SBHS to become STEM School

Former U.S. Secretary of Education and former South Carolina Governor Richard W. Riley, a leader and advocate for improving education, was the keynote speaker at Scott’s Branch High School’s celebratory announcement that it will become a Science, Technology, Engineering and Math School for the 2013-2014 school-year.
Sam Levy/Clarendon Citizen - Former U.S. Secretary of Education and former South Carolina Governor Richard W. Riley, a leader and advocate for improving education, was the keynote speaker at Scott’s Branch High School’s celebratory announcement that it will become a Science, Technology, Engineering and Math School for the 2013-2014 school-year.

Students at Scott’s Branch High School will have the opportunity to be better prepared for the workforce and higher education starting with the 2013-2014 school year.

Clarendon School District 1 Superintendent Dr. Rose Wilder announced on Tuesday, March 12, that Scott’s Branch High School would become a Science, Technology, Engineering and Math School (STEM) in less than two years.

The school’s curriculum for students in grades 9-12 will change to focus on a project-based learning approach that will combine various subjects, and change teachers’ roles in the classroom, said Lydia Dobyns president of the New Tech Network, an organization that works with schools, districts and communities to develop innovative public high schools across the nation.

The key areas of focus will be collaboration, problem-solving and critical thinking, with the integration of technology in the classroom.

SBHS will implement a STEM teaching approach with the help of three organizations: New Tech Network, KnowledgeWorks Foundation and the Riley Institute at Furman University.

The transition will be funded by a $2.9 million “Investing in Innovation” grant awarded to KnowledgeWorks in December of last year by the U.S. Department of Education.

Teachers will take on more of a facilitator role, with students working on more project-based learning concepts that combine various subject areas, said Dobyns.
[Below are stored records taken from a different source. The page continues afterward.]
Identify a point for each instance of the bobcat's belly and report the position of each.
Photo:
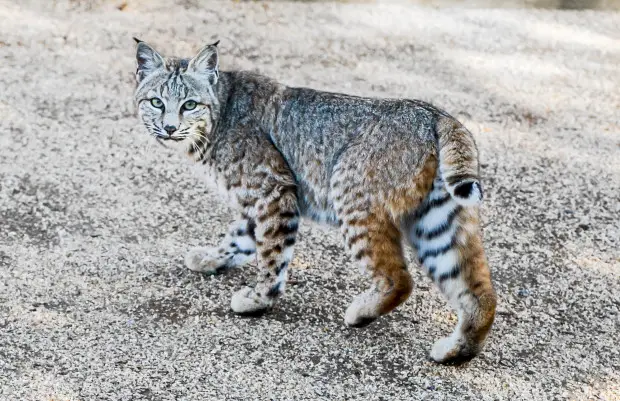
(315, 207)
(320, 216)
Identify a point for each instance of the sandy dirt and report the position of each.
(95, 303)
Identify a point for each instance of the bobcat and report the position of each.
(380, 169)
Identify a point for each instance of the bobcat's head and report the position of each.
(176, 98)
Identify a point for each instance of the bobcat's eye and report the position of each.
(157, 103)
(189, 105)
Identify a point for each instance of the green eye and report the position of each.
(189, 105)
(155, 102)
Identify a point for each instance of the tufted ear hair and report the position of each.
(206, 62)
(148, 60)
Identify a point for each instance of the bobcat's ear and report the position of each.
(148, 60)
(207, 62)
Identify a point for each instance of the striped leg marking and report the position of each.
(448, 241)
(237, 248)
(277, 223)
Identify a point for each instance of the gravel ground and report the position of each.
(95, 303)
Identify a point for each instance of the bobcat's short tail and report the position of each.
(458, 162)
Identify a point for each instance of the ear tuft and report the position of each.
(206, 62)
(148, 60)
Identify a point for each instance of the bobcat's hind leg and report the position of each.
(374, 243)
(371, 228)
(449, 246)
(236, 249)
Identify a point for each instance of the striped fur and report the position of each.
(384, 170)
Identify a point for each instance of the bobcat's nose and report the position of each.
(170, 129)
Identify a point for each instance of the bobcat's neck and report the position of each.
(247, 99)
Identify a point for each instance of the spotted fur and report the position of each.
(383, 170)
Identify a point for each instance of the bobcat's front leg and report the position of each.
(277, 220)
(236, 249)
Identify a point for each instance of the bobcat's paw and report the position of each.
(205, 261)
(247, 302)
(363, 310)
(451, 350)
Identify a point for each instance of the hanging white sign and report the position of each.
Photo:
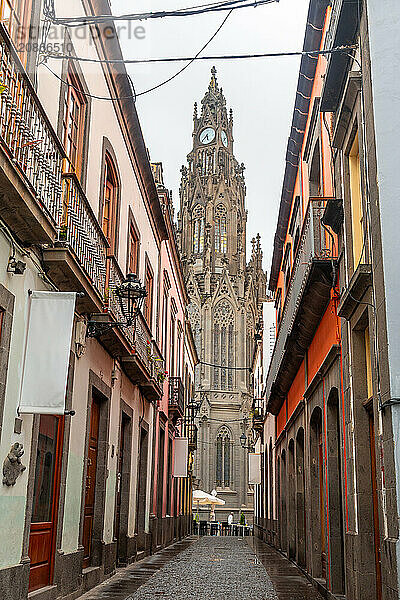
(181, 453)
(48, 344)
(254, 468)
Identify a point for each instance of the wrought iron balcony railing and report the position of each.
(26, 132)
(316, 247)
(176, 399)
(191, 432)
(81, 230)
(158, 364)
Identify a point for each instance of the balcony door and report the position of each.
(90, 487)
(45, 501)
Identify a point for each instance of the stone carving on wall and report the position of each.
(12, 465)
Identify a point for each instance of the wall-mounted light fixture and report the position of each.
(17, 267)
(131, 295)
(243, 440)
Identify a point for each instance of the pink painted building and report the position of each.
(171, 506)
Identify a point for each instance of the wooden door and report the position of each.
(90, 486)
(42, 537)
(119, 483)
(377, 543)
(321, 504)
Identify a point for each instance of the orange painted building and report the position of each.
(303, 386)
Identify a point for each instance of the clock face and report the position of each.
(207, 135)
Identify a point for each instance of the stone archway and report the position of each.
(291, 501)
(300, 500)
(283, 508)
(317, 493)
(336, 526)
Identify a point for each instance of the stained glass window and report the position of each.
(224, 346)
(223, 462)
(221, 240)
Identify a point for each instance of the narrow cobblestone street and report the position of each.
(212, 568)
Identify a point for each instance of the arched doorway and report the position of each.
(283, 503)
(317, 496)
(336, 528)
(278, 501)
(300, 503)
(291, 501)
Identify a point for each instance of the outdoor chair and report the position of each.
(203, 527)
(226, 530)
(214, 529)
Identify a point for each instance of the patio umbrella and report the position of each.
(202, 498)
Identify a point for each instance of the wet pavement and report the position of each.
(289, 582)
(212, 568)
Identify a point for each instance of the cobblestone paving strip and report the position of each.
(213, 568)
(128, 579)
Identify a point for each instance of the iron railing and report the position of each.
(316, 244)
(26, 132)
(81, 230)
(158, 364)
(30, 141)
(176, 394)
(139, 335)
(191, 433)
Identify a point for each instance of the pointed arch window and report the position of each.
(198, 230)
(223, 463)
(221, 239)
(223, 333)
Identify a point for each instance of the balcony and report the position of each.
(191, 432)
(30, 155)
(258, 416)
(153, 387)
(176, 400)
(306, 300)
(79, 259)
She noted that there are specific ways that local businesses could influence the classroom as well, for example being involved and even judging various projects.

The project background involves a key literacy component.

“With a strong base in literacy, all things are possible,” she added.

CSD1 became a recipient of the grant in November, but had to get $50,000 in matching funds. Wilder went to various businesses throughout the county who donated funds.

A year will be used to prepare for implementation, teachers and administrators trained, Wilder said.

She said that she was excited for SBHS to become a STEM school.

“Our goal is to enable students to gain the knowledge and skills they need to succeed in life, college and the careers of tomorrow,” Wilder said.

Today there are more than 86 public New Tech Network high schools in 16 states, and SBHS will be one of the two in South Carolina.